2009/04/14

Wooster Senior I.S. Art Presentations

[Author's Note: The following review will appear in Friday's edition of the Wooster Voice.]

As I write this, I'm sitting on someone's senior I.S.—a piece of it, at least. Alexandra Cotter's “Collages: Exploration of Furniture Design Using Found Objects” is one of three senior exhibits currently on display at Ebert Art Gallery. The space is, as always, like none other on campus—a room abuzz with ideas, speaking through the breathtaking achievements of the featured student artists.

Cotter's furniture, constructed entirely of discarded materials, is beautiful both in concept and execution. Each of the five sets emphasizes the role of chance in art, the interaction between deliberate intent and serendipity. Relics of the materials in their past lives lend the furniture many of its most striking qualities.

“Each piece I incorporated into the collage has its own story,” she writes in her abstract. “All of these smaller stories are pieced together to create a new entity, which I find fascinating.”

Evidence of these stories are everywhere, in patterns which might connote lamps or crates reincarnated as stools or tables, raising countless questions about the way commercial or functional cues inform our understanding of art, or the way our interaction with materials shapes their destinies.

While “Collages” necessarily blends with the gallery itself, stepping into Dana Bustamante's “Imagorium for 'the Prince'” is like stepping into another world.
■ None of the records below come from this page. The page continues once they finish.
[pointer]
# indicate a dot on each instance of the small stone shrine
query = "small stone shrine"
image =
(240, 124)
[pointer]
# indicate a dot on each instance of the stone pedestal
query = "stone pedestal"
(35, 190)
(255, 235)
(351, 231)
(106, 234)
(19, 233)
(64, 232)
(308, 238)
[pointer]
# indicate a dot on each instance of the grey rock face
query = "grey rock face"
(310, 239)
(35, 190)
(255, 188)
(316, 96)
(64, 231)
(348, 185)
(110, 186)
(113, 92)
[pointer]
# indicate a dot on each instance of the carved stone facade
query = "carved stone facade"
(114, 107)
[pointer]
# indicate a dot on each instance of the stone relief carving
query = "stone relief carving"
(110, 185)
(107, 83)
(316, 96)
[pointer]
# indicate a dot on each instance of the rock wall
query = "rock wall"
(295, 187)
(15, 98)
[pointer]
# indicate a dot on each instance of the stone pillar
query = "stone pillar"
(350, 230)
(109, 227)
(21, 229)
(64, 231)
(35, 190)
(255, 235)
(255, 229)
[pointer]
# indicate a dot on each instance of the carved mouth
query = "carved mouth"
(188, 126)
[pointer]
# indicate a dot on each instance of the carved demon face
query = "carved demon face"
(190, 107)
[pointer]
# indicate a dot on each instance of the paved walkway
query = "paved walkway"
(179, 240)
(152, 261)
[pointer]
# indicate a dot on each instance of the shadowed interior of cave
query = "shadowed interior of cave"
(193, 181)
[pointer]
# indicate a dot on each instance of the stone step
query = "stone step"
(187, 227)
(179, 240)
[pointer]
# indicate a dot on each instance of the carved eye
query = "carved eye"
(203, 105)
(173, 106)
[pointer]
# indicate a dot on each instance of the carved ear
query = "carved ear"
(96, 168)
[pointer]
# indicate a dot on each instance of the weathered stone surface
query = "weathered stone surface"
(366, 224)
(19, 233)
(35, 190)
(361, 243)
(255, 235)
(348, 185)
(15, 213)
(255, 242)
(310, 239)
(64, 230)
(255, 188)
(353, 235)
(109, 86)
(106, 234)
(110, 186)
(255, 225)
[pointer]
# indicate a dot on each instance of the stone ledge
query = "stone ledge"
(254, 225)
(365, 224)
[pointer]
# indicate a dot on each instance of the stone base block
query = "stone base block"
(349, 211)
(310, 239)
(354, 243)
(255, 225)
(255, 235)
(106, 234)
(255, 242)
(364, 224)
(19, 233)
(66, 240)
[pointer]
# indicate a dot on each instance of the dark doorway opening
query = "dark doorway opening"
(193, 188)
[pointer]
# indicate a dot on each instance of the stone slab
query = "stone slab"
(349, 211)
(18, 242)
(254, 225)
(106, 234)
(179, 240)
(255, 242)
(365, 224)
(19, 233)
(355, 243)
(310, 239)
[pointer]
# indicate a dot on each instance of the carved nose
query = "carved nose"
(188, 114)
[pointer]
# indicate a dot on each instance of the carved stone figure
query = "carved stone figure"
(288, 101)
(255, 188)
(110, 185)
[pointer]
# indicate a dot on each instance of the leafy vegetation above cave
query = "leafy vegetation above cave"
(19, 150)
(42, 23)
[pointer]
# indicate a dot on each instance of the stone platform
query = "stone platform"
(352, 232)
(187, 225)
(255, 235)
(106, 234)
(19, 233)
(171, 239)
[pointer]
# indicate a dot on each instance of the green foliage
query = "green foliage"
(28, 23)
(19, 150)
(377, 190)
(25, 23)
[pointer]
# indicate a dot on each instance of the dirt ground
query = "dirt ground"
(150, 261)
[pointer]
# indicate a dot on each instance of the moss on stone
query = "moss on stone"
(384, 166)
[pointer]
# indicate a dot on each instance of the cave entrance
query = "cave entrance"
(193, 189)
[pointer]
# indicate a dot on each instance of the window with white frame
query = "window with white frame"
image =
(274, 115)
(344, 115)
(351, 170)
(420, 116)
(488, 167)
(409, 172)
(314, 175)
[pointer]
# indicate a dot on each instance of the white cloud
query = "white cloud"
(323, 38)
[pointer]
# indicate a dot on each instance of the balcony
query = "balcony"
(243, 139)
Bustamante drew on the traditional imagorium, a Mouridiyya Senegalese space for images and objects both secular and sacred, and a single photograph of this “Prince,” a homeless man in Lamu, Kenya, whom Bustamante encountered during her study there. With almost fugal imitation, her iconic portrait of the man in profile is transposed seamlessly onto nearly every corner of the exhibit and explored in countless variations of medium, style, and implication.

More than an intense reflection on a single character, however, the Imagorium is a panorama of life, vibrantly captured, as Bustamante witnessed it in Kenya and Tanzania. The exhibit manages to be a testament to both the individual and the collective, and the fact that the two are not at war here contributes to the Imagorium's intended spiritual resonance.

The diversity of the work she displays, from patterned cloths and photographic collages to paintings and simple sketches, reveals the full spectrum of her processing her experience and the range of possibility that emerges from a single spark—an apt expression of the non-definitiveness of art.

Adrienne B. Livingston's “Clusters & Constellations: Music and Mixed Media” takes on another wholly distinct style set and visual language, at once sparse and provocative. In her abstract, she proclaims, “I believe that people's lives are political lives,” and she draws on the words of some of the sharpest and most unsparing musicians and poets as the framework for her examination of contemporary society.

Livingston's images are as big and bold as the lines with which they're paired. Ani DiFranco's snarling “My country 'tis of thee / to take shots at each other on primetime TV” is captured in a graffiti-like piece incorporating an angry Muslim face, the McDonald's “i'm lovin' it” slogan, and drooping, blood-red flowers. Next to it, DiFranco's “Just remember you were there / you were always there” is simply and memorably rendered as an elephant.

Each piece is mounted on formations of overlapping black circles, suggesting clouds or, ingeniously, LPs, reinforcing the centrality of pop culture to the language we use to render modern times.

All three exhibits are endlessly thought-provoking and transformative. Wooster students, particularly those who don't often get to see peers' artwork, owe themselves this experience.